I would try to tell you what this book is about, but I'm not sure I know. These are the facts:
- Lily Silver died in Haiti, leaving her husband, Luc, and teenaged twins Eliot and Miri behind.
- Luc runs a B&B in Dover. It's hard to keep help because people are very frightened of Miri and (mostly) of the house itself.
- Miri doesn't eat real food, she just chews on chalk and plastic, and she just got out of the hospital. She looks very thin and nothing at all like herself.
- Miri gets into Cambridge and she meets this amazing girl, Ore, there. Eliot (supposedly) goes to South Africa.
That's pretty much all I can say with certainty about this book, though it is rich with so much more. I really love Oyeyemi's way of weaving commentary about current events and perceptions into her books. For example, in White is for Witching, the creepy, evil house is highly xenophobic and very racist, working desperately hard to kick out anyone who isn't white from the house, including the help, the houseguests, and Miri's friend Ore. This is paralleled by the Kosovan refugees in Dover and Ore's experiences feeling like a complete outsider at Cambridge.

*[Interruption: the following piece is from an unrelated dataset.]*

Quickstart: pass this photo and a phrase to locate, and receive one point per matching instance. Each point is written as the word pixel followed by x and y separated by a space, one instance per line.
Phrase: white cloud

The story also details the deep grief that Luc, Eliot and Miri feel at the loss of Lily (who probably was trying to escape the house, too. The house likes to kick out certain people but also works really hard to keep others in). Luc buries himself in his work and makes elaborate, beautiful meals that he hopes and prays that Miri will eat and enjoy (she does not). Eliot tries to distance himself from his twin sister but finds that he misses her deeply. And Miri, poor Miri, feels like she is turning into her mother (or her grandmother, or her great-grandmother), losing her own memories.
And then the end of the book comes and I have no idea what happened. What did Ore do with the salt and the skin? Did it work? And why did Sade leave? Did she do anything to help? And is Miri now part of the house, or did the house reject her, or what? WHAT HAPPENED?

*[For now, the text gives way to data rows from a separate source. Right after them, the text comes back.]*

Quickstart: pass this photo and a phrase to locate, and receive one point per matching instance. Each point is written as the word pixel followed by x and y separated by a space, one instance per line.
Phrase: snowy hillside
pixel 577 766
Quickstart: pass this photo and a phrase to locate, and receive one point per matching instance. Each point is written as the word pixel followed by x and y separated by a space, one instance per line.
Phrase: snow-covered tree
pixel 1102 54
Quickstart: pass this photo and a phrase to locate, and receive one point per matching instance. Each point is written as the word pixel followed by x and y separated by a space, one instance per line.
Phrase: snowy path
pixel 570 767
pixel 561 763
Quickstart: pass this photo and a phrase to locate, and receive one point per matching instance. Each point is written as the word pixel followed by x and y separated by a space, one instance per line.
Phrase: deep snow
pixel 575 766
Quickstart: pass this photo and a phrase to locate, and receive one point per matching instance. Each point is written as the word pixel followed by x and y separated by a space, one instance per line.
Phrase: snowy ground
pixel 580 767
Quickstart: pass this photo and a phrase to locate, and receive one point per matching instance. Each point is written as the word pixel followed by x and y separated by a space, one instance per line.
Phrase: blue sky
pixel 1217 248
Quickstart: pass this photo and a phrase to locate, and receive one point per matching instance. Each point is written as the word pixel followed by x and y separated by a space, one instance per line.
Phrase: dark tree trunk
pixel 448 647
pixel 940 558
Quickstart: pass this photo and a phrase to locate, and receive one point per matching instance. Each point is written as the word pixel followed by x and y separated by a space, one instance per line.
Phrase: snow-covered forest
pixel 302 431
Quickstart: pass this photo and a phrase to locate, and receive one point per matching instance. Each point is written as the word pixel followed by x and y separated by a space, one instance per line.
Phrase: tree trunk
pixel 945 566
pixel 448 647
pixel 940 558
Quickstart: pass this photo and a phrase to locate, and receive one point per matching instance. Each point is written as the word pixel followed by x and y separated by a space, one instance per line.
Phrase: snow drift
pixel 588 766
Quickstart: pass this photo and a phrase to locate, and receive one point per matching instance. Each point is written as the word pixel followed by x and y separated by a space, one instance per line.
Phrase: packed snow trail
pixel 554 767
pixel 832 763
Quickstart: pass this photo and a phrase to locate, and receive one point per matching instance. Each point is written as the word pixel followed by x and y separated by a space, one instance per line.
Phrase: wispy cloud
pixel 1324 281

So, basically, I have no idea. But I still thought this book was really well-written and maybe I am just not meant to understand the endings of any Oyeyemi book. Definitely read this if you like Shirley Jackson! Or if you like unreliable narrators! Or if you want to a book to force you to think and wonder but not quite know.
And, er, maybe don't read it right before going to bed like I did.